The biggest addition to film is a large amount of footage from the making of Dark Side of the Moon, which highlights the band at a very interesting time in their career. This makes this shift drastically from a concert film to almost a documentary, which I believe is what is really setting the purists off. But, the interviews and candids here are absolute gold and give a rare snapshot into a band that didn’t always share a lot of that. There are moments of them eating breakfast, discussing music, and either answering or cleverly dodging questions.

Now, let me interrupt this here to give you a very important bit of information that will make some of you happy, even if you’re a purist. This DVD is chock-full of extras, and includes the original concert film, just as it was in September of 1972, though also in 16:9. It also includes fascinating history of the city of Pompeii, still photos of the film, interviews, something called “Odds ‘n’ Sods” (which I’ll get to), and just a ton more. There, feeling better?

Back to the new footage. I purchased this DVD so I could see the concert again- but I was blown away by the insight into the personalities at work in the 1972-ish Pink Floyd. I’m torn between wanting to describe it all to you, which would really be my job here as a writer, and encouraging you to pick this up for yourself, which I believe is also my job here. However, I will summarize the young band as wise beyond their years. Yet, the mix of humility of David Gilmour and cockiness of Roger Waters really shows through here. There is a boyishness to Rick Wright, and a playful nature about Nick Mason. They were a year away from releasing one of the biggest records of all time and just had no idea yet, but felt they were on the edge of it.
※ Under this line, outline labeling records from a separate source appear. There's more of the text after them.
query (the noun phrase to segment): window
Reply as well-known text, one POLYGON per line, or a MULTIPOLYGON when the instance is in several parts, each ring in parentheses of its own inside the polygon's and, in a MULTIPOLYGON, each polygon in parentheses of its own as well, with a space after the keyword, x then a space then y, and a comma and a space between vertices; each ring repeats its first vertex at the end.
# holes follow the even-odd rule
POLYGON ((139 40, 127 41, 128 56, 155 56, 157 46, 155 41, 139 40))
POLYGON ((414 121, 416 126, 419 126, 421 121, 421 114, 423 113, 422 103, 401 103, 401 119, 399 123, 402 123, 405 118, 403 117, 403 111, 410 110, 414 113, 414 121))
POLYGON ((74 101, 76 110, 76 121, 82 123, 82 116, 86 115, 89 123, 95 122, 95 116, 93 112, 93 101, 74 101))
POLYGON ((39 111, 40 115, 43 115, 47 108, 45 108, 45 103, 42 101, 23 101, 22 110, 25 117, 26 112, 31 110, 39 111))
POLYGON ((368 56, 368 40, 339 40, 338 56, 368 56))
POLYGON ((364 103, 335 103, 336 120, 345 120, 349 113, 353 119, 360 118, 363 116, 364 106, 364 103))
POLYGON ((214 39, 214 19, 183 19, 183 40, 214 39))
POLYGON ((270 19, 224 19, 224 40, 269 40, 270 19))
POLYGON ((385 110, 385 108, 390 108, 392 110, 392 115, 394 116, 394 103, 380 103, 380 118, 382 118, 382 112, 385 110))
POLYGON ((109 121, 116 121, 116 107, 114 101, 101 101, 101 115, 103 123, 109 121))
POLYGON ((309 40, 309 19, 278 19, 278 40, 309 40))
To all the people that feel all of the documentary element gets in the way of the original concert footage, I have to say, I don’t understand, I think this is an amazing film now.

Where the Director’s Cut did fall short for us came towards the end of the film, where they added some very garish and cheesy CGI of ancient Pompeii and the interpreted destruction of it. Fortunately, this only went on for a couple minutes. It was terrible. First of all, it was somewhat inaccurate, as the city was not destroyed by nondescript lava flow (as depicted in the CGI), but by falling pumice and ash. In fact, it was hard to tell if it was supposed to be lava or something else, it was done so poorly. My wife and I both interpreted it differently. The CGI really took away from all the other enhancements/improvements in this cut. This will be a good time to go get another beer. It’ll be over soon.

Remember the “Odds ‘n’ Sods” I told you about earlier? Yes, that’s fun to look through! It features album covers of bootlegs, press reviews, the previous covers of the movie (including my old VHS copy’s), and some posters. Just fun stuff.

By the way, even though they lie on almost opposite ends of the Pink Floyd spectrum, I found a tie-in between my two purchases… well… actually my wife picked up on it first. Almost immediately into The Endless River, it is clear to hear an excerpt from one of the interviews that was included in the Director’s Cut of “Live at Pompeii.” We thought it was cool- full circle.

In the end, though, the overall experience makes this absolutely worth it for any serious Pink Floyd fan. I’ve watched and compared both versions of the film. Because anything good is worth is worth watching twice, and still come out feeling like the enhancement is fantastic. I’ll see you on the dark side of the moon! Enjoy!